Há alguns meses li o trabalho de Michel de Certeau intitulado a Invenção do Cotidiano. Naquele momento, ainda sob a fase do luto, por ter perdido meu pai vitimado por câncer há menos de seis meses, pude compreender as razões pelas quais o seu médico não queria que ele retornasse ao hospital em seus últimos dias. O hospital, como local de salvar vidas, não seria adequado para receber um moribundo, ainda que este respeitasse a lógica da nossa sociedade mercadológica ao pagar pelo uso de salas, medicamentos e outros serviços que fossem necessários (ou não) naquele espaço. A disciplina do hospital não cederia diante na indisciplina de uma doença tão agressiva, o câncer. Mesmo assim meu pai teimou e foi para o hospital para inquietação dos médicos. Eles, pretensos salvadores da humanidade, da vida, viam-se prostrados diante de um quadro clínico. Ou seria diante de um quadro mercadológico? Afinal ele estava pagando por um serviço e não obtinha o retorno. De forma semelhante morreu Michel de Certeau, contudo não tenho ciência da riqueza de detalhes do seu leito de morte. Ironicamente foi atingido pelo câncer, uma anti-disciplina, tal como todas aquelas apontadas e estudadas por ele através de seu conceito de “táticas” que teimavam em burlar e driblar as “estratégias”. O que seria o câncer senão um crescimento desenfreado das células que, mesmo assim identificado, racionalizado, burla o saber médico e põe de joelhos aqueles que se dizem os detentores de verdades sobre o corpo humano?

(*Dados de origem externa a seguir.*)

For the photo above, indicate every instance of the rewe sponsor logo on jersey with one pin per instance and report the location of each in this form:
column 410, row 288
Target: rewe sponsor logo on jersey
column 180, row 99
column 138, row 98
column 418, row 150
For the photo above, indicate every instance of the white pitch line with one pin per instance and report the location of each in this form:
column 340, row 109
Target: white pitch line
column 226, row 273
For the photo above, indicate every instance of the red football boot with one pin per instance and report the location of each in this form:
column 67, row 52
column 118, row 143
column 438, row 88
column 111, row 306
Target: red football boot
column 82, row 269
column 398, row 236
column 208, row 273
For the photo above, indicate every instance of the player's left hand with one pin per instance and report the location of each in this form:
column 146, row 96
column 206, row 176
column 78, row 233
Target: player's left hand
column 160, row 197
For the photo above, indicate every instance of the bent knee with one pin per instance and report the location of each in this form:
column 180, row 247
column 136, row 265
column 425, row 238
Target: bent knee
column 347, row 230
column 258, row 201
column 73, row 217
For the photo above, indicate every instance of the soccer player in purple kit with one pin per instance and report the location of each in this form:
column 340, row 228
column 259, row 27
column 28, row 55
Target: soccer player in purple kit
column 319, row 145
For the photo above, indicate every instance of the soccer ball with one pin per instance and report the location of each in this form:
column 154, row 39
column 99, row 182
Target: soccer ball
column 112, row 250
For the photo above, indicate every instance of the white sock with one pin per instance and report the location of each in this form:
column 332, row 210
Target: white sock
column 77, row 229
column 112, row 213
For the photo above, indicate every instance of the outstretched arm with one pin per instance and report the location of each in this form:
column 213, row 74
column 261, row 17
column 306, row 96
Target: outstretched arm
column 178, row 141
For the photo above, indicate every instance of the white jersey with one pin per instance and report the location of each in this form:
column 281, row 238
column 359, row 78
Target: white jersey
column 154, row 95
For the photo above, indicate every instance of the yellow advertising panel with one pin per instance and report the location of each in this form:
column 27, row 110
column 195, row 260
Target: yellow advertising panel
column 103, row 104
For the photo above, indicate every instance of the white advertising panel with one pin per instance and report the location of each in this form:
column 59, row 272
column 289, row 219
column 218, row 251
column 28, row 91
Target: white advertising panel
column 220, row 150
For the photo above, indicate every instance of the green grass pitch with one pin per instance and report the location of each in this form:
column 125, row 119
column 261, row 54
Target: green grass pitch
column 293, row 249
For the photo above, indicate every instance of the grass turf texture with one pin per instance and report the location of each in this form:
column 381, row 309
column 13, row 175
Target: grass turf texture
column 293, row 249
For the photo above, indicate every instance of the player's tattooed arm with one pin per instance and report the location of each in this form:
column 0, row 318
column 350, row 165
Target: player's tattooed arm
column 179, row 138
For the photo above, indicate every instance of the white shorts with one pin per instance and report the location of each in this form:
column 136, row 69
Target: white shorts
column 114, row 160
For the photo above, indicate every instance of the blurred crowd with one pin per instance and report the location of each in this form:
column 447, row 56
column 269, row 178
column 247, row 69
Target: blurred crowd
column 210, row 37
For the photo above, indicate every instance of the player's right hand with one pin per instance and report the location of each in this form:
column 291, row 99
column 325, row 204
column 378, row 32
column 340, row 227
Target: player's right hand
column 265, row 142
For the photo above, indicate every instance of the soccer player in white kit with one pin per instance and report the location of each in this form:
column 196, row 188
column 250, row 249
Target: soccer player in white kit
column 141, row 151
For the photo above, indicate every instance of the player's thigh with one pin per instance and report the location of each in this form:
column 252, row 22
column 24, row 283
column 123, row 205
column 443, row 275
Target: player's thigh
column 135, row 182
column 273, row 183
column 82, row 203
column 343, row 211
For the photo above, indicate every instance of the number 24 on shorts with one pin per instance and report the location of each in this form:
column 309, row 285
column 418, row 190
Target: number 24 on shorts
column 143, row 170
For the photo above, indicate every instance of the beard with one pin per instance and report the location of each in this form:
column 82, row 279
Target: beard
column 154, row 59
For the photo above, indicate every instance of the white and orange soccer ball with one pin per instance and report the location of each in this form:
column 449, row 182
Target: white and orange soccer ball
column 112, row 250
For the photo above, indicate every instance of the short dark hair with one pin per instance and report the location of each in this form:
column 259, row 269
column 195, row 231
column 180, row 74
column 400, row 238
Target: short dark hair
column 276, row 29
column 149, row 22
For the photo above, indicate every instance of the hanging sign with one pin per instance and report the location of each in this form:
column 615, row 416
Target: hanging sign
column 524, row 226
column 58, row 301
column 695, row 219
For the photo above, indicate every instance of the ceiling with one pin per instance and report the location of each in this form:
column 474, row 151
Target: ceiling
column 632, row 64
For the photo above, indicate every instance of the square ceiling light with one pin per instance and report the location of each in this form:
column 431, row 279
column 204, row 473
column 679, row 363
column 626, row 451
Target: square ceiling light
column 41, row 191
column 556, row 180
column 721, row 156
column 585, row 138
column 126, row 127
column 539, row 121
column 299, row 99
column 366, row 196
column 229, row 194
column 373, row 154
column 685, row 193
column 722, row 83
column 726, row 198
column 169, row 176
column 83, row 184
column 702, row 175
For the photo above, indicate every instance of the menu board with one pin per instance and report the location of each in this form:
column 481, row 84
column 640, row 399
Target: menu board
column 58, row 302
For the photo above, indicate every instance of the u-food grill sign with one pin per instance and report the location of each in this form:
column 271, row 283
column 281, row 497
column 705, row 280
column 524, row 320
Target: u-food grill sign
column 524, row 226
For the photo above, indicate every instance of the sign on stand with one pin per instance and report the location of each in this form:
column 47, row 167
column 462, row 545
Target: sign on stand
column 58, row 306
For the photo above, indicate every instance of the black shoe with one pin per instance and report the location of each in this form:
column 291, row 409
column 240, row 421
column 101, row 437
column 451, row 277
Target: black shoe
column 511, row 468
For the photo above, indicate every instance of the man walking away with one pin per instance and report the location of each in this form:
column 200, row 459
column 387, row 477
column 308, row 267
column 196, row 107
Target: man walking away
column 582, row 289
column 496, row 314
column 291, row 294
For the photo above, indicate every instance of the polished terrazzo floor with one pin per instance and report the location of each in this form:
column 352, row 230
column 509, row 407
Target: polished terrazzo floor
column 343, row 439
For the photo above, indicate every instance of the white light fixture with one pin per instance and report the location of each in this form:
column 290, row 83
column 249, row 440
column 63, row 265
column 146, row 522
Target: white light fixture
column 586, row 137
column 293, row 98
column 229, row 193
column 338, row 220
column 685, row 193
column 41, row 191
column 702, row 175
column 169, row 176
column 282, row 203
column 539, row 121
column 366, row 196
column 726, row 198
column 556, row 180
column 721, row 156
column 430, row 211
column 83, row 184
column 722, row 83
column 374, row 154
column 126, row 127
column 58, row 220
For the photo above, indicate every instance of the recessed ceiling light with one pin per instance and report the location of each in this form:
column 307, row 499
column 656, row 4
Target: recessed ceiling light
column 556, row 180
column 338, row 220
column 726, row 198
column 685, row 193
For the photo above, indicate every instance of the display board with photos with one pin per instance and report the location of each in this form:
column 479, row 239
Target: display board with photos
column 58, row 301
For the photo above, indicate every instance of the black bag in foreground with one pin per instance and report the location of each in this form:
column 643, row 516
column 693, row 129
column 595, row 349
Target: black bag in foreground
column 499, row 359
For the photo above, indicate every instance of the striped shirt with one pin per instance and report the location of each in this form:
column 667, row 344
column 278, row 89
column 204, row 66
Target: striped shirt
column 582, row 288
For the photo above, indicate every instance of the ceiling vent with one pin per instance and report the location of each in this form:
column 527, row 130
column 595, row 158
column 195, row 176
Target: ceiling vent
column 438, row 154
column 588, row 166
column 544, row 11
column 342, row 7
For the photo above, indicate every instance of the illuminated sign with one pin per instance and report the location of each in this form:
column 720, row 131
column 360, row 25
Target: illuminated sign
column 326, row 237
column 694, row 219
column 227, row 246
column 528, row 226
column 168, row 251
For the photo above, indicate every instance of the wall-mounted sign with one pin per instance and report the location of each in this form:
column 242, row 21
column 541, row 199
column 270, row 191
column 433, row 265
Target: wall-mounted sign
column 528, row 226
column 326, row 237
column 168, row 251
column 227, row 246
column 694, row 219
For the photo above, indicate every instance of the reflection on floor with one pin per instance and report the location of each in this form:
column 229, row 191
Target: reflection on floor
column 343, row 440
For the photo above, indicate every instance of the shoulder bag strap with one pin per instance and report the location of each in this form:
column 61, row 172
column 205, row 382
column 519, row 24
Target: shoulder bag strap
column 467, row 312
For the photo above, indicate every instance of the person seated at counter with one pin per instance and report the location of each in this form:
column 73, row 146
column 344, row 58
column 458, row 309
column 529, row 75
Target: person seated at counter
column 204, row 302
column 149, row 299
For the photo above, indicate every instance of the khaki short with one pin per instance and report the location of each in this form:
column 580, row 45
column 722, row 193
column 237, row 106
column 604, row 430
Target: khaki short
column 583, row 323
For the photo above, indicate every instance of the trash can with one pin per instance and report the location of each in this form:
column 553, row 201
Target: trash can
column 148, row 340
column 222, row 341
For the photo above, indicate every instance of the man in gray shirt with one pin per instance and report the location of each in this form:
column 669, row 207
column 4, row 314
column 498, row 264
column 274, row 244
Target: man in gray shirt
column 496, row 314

Resolvida a inquietação quanto ao porquê de o médico não querer que aquela indisciplina adentrasse no espaço da disciplina, restava-me ainda uma dúvida: no momento da morte de meu pai fez-se presente na sala uma enfermeira que, nada dizendo para a família, teimava em ligar um aparelho o qual depois conheci pelo nome de eletrocardiógrafo. De que maneira pensar essa cena? No seu reduto, na sua posição de poder-saber, ela ignorava todos que ali estavam e pelejava com o objeto. No auge da teimosia minha cunhada observou que o mesmo estava sem a caneta que faz os devidos registros para saber se há algum vital no paciente. Na realidade tratava-se de um objeto que mudava a posição da pessoa: de paciente a morto, peça, corpo, dependendo do contexto e do ponto de vista. O meu era morto.

No auge da sua incapacidade de minimizar os sofrimentos do paciente, de acolher o outro, de cuidar e preservar uma vida, ela se fechava, mais uma vez, em seu saber-poder e, repetidamente, atestava sua incapacidade na simples utilização de um aparelho de uso diário.

Desse mundo de médicos e enfermeiros, o incômodo que levo ainda é notório. O que mais me inquietava era a vontade do meu pai por toda a sua vida ter querido ser médico. Seria ele um médico no sentido moderno? Faria parte desse quadro que acabo de descrever? O que meu pai realmente queria não era ser médico. O que ele queria era ajudar as pessoas, como o fez durante toda a sua vida e sempre com um sorriso estampado no rosto. Meu pai, irônico e brincalhão como era, não teria espaço nesse reduto, nesse castelo hierarquizado e repleto de vaidades. Ele não queria ser médico. Ele pensava a medicina como uma ferramenta para ajudar as pessoas. Era um sonhador.

Por Mário Viana Jr.

***

Espero que tenha ajudado, meu caro amigo. Taí seu texto!
Da série "estado crônico".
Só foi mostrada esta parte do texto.